Responding to the Intermediate Court judgement, the MCB has stated in a communiqué that internal controls at the level of the Bank have been consolidated since the fraud involving the NPF deposits came to light and that it would be difficult for such fraud to occur again. It added that the NPF had been duly compensated and no other party has suffered any prejudice as a result of that fraud. No mention is made in the MCB communiqué of the impact of the fraud on shareholder value. On his part, the Governor of the Bank of Mauritius stated to a daily, after quoting the comment of a Kansas City Judge – ‘I have seen many tort cases but this one has been a tortoise case’ — “A verdict after 14 long years does not merit a comment from the regulatory authority. The MCB has had time to grow bigger, and more importantly, more and more robust.”
We do not know how depositors and other investors would respond to the comments coming from a regulator, which together with the Financial Services Commission, has the duty protect the interest of depositors and small time investors, who for the most are not financially literate. Further, they are expected to monitor “the honesty and competency of the managements and operations of banks and other depositories, insurance companies, and certain kinds of pension funds” so as to avoid the insolvencies that might follow from dishonest or incompetent management. Many other Ponzi-like scams have been unearthed since the MCB scandal came to light. Similarly the BAI Group came crashing down in questionable – and politically motivated – circumstances, and it’s the public exchequer which is having to foot the bill to compensate investors in the various BAI schemes to the tune of several hundreds of millions of rupees. We have yet to know whether it is the lack of oversight of regulators or political patronage and interference in the workings of the regulators that ultimately brought about the BAI crash.
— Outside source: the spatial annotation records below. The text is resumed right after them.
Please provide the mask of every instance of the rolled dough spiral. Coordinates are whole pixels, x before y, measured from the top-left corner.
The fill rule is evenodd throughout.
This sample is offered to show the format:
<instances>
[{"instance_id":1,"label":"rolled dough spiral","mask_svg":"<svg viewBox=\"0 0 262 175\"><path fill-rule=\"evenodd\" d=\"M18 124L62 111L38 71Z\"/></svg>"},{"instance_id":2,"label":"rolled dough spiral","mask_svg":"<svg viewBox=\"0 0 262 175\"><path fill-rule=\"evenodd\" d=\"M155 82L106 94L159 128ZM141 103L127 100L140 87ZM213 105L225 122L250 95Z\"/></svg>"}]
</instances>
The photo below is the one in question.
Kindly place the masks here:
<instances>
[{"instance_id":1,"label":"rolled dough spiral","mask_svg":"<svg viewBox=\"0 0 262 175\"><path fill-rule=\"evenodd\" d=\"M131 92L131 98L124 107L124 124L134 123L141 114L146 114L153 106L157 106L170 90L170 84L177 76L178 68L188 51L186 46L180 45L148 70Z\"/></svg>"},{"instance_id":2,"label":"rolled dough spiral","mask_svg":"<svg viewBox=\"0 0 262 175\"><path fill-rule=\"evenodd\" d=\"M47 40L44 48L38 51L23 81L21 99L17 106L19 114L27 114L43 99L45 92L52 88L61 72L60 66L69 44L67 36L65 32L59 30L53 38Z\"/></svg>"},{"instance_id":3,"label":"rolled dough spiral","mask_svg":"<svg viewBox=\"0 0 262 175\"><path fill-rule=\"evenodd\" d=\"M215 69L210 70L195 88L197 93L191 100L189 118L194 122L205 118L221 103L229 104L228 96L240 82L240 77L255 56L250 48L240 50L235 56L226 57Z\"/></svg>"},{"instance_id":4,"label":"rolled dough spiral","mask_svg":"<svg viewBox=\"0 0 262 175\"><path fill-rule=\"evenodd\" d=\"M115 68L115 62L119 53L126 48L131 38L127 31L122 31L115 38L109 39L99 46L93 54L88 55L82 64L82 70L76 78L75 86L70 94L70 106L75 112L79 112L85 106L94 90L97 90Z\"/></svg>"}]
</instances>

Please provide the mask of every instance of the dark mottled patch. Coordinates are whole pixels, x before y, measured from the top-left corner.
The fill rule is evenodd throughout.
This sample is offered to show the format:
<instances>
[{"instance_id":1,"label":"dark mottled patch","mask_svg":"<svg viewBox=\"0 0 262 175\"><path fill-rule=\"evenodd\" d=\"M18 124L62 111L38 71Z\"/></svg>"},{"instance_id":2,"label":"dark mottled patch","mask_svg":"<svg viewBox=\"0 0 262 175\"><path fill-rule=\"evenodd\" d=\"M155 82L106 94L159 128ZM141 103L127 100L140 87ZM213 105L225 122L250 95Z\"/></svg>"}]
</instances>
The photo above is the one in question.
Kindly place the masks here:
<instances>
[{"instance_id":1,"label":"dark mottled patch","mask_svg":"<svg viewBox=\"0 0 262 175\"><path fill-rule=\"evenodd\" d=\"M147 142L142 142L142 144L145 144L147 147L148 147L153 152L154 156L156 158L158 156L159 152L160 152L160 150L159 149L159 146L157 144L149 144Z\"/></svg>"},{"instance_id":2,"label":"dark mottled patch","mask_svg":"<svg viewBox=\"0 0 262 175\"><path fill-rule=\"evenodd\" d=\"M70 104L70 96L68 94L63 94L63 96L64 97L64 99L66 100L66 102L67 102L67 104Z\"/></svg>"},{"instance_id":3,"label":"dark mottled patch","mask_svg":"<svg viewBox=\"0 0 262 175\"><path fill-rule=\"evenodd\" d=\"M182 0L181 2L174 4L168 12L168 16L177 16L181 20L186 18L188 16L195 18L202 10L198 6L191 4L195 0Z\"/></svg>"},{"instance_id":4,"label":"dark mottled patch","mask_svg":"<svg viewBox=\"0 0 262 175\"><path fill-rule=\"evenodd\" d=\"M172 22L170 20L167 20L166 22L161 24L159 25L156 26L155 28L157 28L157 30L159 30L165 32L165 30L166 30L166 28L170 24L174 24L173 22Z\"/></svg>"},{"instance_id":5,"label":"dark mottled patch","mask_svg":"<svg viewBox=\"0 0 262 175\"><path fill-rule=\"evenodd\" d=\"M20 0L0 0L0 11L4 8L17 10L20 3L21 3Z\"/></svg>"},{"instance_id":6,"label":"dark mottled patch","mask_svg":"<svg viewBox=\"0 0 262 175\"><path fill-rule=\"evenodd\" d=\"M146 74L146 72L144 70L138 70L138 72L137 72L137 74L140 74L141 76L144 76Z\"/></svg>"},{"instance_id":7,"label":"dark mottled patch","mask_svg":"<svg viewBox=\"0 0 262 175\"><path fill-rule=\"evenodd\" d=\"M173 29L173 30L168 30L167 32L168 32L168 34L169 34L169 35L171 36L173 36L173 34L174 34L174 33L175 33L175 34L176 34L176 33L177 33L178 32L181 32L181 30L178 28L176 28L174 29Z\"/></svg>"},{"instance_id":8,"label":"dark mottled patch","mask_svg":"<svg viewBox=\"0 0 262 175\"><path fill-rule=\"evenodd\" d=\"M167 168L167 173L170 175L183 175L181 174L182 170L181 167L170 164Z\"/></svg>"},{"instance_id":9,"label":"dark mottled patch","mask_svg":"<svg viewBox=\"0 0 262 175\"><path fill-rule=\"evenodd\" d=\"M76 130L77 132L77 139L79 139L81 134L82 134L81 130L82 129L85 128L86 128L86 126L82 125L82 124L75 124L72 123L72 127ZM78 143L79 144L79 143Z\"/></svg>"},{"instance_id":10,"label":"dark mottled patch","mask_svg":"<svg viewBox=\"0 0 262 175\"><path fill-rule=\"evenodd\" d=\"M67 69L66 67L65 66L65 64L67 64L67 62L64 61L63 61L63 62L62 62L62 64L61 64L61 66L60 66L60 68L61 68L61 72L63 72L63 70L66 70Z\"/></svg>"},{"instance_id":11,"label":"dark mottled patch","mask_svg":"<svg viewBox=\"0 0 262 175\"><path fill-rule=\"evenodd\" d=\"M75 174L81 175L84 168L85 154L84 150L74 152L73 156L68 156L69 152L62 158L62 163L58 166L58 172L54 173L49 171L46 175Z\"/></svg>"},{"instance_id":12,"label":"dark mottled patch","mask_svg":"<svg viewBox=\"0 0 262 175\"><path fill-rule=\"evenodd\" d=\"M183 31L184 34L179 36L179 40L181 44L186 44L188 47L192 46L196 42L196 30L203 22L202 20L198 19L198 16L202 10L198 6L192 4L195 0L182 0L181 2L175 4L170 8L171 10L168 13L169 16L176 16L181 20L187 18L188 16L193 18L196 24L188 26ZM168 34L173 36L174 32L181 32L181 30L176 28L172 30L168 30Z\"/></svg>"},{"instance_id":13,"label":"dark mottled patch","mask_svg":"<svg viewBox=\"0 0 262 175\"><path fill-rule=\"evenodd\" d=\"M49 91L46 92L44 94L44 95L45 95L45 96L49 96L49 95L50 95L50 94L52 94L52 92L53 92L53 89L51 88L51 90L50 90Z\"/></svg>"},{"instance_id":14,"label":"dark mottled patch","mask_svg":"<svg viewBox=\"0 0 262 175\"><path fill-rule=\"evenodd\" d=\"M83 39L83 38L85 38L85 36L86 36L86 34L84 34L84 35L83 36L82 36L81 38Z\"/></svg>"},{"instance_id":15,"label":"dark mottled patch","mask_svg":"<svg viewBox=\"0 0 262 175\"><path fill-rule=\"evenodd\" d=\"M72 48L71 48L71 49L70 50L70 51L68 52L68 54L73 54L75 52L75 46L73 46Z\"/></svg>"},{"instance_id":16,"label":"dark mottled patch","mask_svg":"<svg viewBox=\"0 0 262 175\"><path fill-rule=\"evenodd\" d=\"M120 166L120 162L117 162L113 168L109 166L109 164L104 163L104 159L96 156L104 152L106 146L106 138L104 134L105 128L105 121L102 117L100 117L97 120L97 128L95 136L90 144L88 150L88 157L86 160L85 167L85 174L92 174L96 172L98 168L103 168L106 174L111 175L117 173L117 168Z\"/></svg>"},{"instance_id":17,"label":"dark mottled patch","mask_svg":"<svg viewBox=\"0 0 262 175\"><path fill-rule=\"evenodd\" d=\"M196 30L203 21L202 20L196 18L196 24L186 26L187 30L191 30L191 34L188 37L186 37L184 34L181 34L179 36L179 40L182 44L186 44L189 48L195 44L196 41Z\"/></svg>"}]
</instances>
Fighting against corruption usually becomes the battle cry of most political parties across the spectrum when in opposition. For instance, the opposition went up in arms against the huge MCB financial scandal when the matter broke out. Its electoral campaign was centred to a great extent on this issue, with promises that it would deal severely with all those who had aided and abetted in the matter. But there was no follow-up to this open outcry. The refusal to lay before the public the nTan report on the scandal that was commissioned still looms large in public memory. Now that the remaining part of the saga is about to unfold, let us hope that some long-awaited answers will come forth during the appeal.